Sensory Depth and Emotional Impact Rule Out Hallucination
NEPTUNE often describes NDEs as hallucinations produced by neurological stress. But medical hallucinations usually involve only one sensory modality, such as visual or auditory disturbances. In contrast, NDEs frequently engage multiple senses simultaneously, including sight, sound, touch, and deep emotion.
These experiences also tend to have a lasting emotional and psychological impact, unlike typical hallucinations, which fade quickly. People who experience NDEs often report a stronger sense of compassion, a new purpose in life, and a significant reduction in the fear of death, long-term changes not commonly seen in hallucination cases.
Some near-death episodes include out-of-body experiences, during which people say they observed events around them from a position outside their physical body. NEPTUNE attributes this to activity in the temporoparietal junction of the brain. However, studies involving electrical stimulation of this region fail to produce convincing matches.
Laboratory subjects may experience strange sensations or spatial confusion, but they do not believe their consciousness has actually left their body, and their vision and mobility remain normal. As the researchers wrote, “There is no evidence that electrical brain stimulation has ever produced accurate perception of anything not visible to the physical eyes, or that persists when eyes are closed, or that is from an out-of-body perspective—all features observed in spontaneous OBEs,” reports Earth.com.
The study adds that epileptic seizures, which also affect the temporoparietal junction, do not generally lead to NDE-like experiences, further weakening this line of explanation.
Comparisons to Drugs Reveal Major Differences
NEPTUNE also draws comparisons between NDEs and the effects of psychedelic drugs like ketamine or DMT. While both types of experiences may involve sensations of detachment from the body, Dr. Greyson and Dr. Pehlivanova argue that the differences are more significant than the similarities.
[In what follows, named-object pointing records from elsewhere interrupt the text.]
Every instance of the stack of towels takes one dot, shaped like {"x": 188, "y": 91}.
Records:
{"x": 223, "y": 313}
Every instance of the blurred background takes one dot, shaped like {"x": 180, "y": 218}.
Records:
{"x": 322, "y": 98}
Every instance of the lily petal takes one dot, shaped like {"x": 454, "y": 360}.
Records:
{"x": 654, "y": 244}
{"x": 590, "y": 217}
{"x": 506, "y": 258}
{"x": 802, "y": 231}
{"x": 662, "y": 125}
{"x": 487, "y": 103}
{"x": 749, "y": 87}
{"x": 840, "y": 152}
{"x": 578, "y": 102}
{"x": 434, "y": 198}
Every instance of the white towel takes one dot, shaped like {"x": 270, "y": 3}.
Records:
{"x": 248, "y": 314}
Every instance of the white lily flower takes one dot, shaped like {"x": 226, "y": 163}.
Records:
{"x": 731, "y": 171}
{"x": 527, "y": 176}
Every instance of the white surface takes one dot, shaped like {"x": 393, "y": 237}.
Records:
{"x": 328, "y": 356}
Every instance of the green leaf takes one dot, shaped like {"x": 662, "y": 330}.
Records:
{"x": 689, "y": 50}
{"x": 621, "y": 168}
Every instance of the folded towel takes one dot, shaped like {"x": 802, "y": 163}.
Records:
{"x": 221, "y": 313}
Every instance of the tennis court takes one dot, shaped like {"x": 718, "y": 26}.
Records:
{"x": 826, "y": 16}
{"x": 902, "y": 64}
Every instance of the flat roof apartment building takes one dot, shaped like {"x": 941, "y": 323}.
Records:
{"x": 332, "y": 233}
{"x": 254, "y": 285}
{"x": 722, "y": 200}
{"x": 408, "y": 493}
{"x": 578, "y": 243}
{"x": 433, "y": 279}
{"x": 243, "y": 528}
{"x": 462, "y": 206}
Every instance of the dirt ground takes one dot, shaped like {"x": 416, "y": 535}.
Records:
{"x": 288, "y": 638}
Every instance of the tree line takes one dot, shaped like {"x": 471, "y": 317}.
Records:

Drug-induced states often feel fragmented, are emotionally shallow, and fade quickly. In contrast, NDEs are typically described as deeply meaningful, highly coherent, and permanently memorable. Even Karl Jansen, a prominent ketamine researcher, later stated that ketamine does not actually produce near-death experiences, but may give access to related mental states.
Some recent studies have noted brief electrical surges in the brain near the time of death, which NEPTUNE points to as potential triggers for conscious awareness. But many of the patients in those studies still had active heart rhythms, and showed no clinical signs of awareness. In cardiac arrest research, the observed electrical patterns also failed to match the characteristics reported in actual near-death experiences.
The study stresses that the timing and quality of these surges don’t correlate with the rich experiences people recall. Most significantly, some NDEs include accurate observations of external events that occurred while the person was fully unconscious and lacked measurable brain activity—details that NEPTUNE does not explain.
According to the researchers, such cases highlight the limitations of current models that rely solely on internal brain function. “NDEs are typically triggered by physiological events,” said Dr. Greyson, “so it makes sense to explore those connections and look for cause-and-effect… but this effort is just at the beginning stage, and it is important to keep being open-minded as we continue the search.”